D’autres outils sont utilisés pour décrire le vent. Il s’agit d’échelles servant à estimer la force et la vitesse du vent. Parmi ces échelles, on compte notamment l’échelle de Beaufort.

 
Échelle de Beaufort

L’échelle de Beaufort comporte 12 niveaux de force. Chacune de ces forces est associée à une vitesse approximative du vent ainsi à des effets observables.

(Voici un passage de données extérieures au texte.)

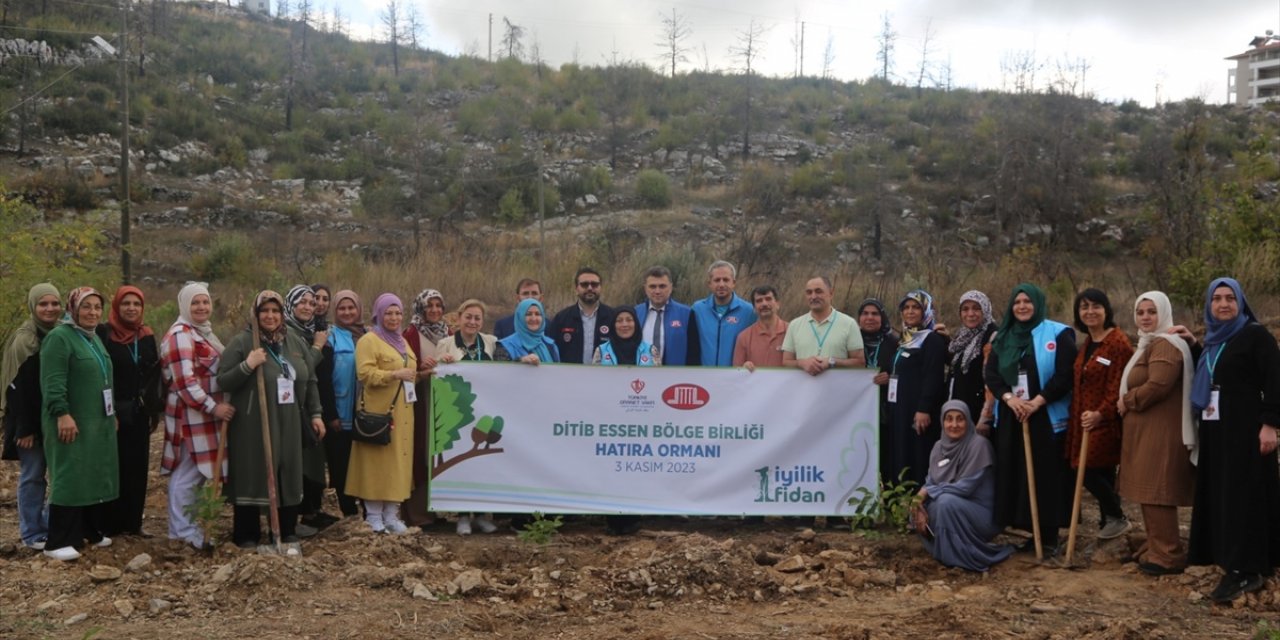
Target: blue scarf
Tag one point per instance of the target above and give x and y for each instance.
(1216, 337)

Force Vitesse approximative du vent
(km/h)
Effets observables
0 0 à 2 La fumée provenant d’une cheminée ou d’un feu s’élève en ligne droite verticalement.
1 2 à 5 La fumée provenant d’une cheminée ou d’un feu s’élève selon la même direction que le vent. Toutefois, la girouette ne bouge pas.
2 6 à 11 On perçoit le vent sur son visage.
La girouette tourne pour indiquer d’où vient le vent.
Les feuilles des arbres bougent légèrement.
3 12 à 19 Les feuilles et les petites branches des arbres s’agitent constamment.
Les drapeaux se déploient.
4 20 à 29 La poussière, les feuilles et les petits objets sont soulevés.
5 30 à 39 Les arbustes bougent légèrement.
Des vagues se forment sur les plans d’eaux intérieures.
6 40 à 50 Les grosses branches d’arbres s’agitent.
Les parapluies se tournent à l’envers.
Les fils téléphoniques se balancent.
7 51 à 61 Les arbres se balancent.
Marcher contre le vent est difficile.
8 62 à 74 Marcher contre le vent est une épreuve.
9 75 à 87 Les bardeaux, les antennes des maisons et autres structures sont arrachés.
10 88 à 101 Les arbres sont déracinés.
Les maisons subissent de graves dommages.
11 102 à 116 Une violente tempête s’abat et les ravages sont étendus.
12 Plus de 116 Un ouragan se manifeste et il y a dévastation.

 
Lorsque les vents soufflent à plus de 116 km/h, on parle alors d’ouragans. Il existe une échelle pour différencier les catégories d’ouragans : l’échelle de Saffir-Simpson. Cette dernière compte 5 catégories, la dernière représentant les ouragans de force 5 (vents de plus de 250 km/h).